Twintig jaar later gaat Bryan terug naar Duitsland. Hij heeft vaker geprobeerd om James te vinden. Om te weten te komen wat er van hem geworden is. Dat is nooit gelukt, niet onder de naam van de ss-er wiens naam hij had aangenomen, niet als een onbekende RAF vliegenier. Toch wil Bryan nog eenmaal een poging wagen. Hij rakelt onverwacht een verleden op dat hem zelf uit zijn evenwicht brengt, maar ook de overlevenden van het ziekenhuis, de simulanten, die een nieuw, vals leven voor zichzelf hebben opgebouwd met de schatten waar over ze destijds in het Alfabethuis al spraken. Natuurlijk willen deze ss-officieren niet ontmaskerd worden, en dus proberen zij met hand en tand hun belangen, hun alibi’s te verdedigen. Dat eindigt in een dramatische ontknoping.
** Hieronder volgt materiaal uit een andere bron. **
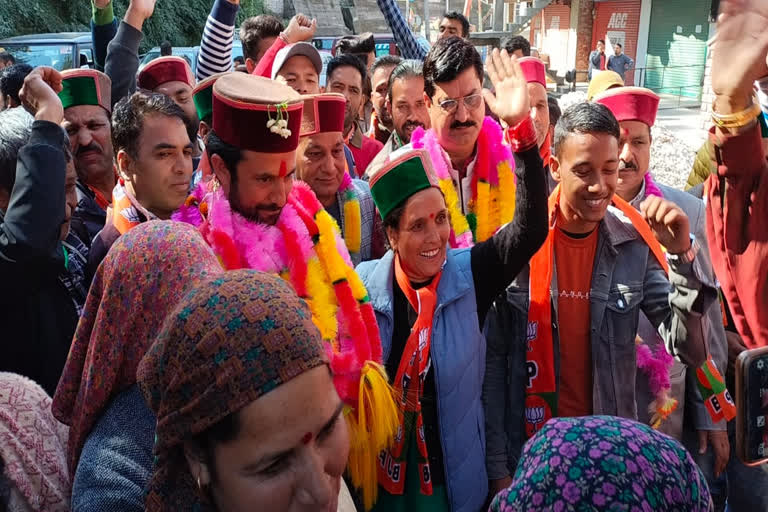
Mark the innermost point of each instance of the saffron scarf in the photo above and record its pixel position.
(350, 214)
(409, 386)
(306, 249)
(541, 389)
(492, 203)
(126, 213)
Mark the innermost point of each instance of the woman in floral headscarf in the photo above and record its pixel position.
(604, 463)
(248, 417)
(145, 274)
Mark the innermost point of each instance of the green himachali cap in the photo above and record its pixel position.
(202, 95)
(86, 87)
(405, 172)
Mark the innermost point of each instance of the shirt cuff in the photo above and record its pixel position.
(738, 155)
(103, 16)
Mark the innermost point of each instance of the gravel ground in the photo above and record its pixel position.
(671, 157)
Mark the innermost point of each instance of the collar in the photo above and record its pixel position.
(639, 197)
(355, 137)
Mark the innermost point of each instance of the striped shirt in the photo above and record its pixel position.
(215, 54)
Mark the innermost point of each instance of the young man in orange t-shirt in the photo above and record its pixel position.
(563, 343)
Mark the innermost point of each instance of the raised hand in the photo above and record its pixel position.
(511, 102)
(669, 224)
(138, 12)
(740, 52)
(299, 29)
(39, 94)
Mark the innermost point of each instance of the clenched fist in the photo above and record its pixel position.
(668, 222)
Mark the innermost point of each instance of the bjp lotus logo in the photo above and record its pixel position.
(537, 413)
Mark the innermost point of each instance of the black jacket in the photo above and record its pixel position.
(37, 315)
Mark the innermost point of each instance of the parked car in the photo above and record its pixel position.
(385, 44)
(65, 50)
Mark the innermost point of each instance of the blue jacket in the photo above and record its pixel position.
(458, 360)
(115, 465)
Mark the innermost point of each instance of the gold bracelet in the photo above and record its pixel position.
(739, 119)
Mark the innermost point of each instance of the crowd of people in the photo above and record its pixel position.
(422, 286)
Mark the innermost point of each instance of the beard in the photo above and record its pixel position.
(252, 213)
Een prachtig, spannend en beklemmend verhaal, dat goed in elkaar steekt. Hoewel er wel stukken ongeloofwaardig over komen, het verwisselen van identiteit van de twee hoofdpersonen met die van ss-officieren, de ontsnapping van Bryan, heeft het genoeg zeggingskracht om dat voor lief te nemen. En het is bekend dat veel hoge ss-officieren en medici die meededen aan de gruwelijke nazi-praktijken na WO II niet of nauwelijks berecht werden, onderdoken en daarna onder een andere naam of in een andere stad met hun oude loopbaan verder gingen. Hun slachtoffers dood of getekend voor het leven, dat deerde hen niet. Zij gingen verder met een nieuw bestaan. Dat beschrijft Jussi Adler-Olsen zeer goed. Wat hij ook goed weet te schrijven is de wroeging die iemand moet voelen na het achterlaten van een vriend in een situatie waarvan hij weet dat die dodelijk kan zijn. Dat hij ook weet dat het niet anders kan, omdat de ander te zwak is om op dat moment gered te worden. Dat beschrijft Alder-Olsen met enige distantie, maar daardoor komt het wel binnen. Al met al een echte aanrader voor mensen die van een spannend oorlogsboek houden, of van een niet alledaagse detective. Het boek kent elementen van beide genres.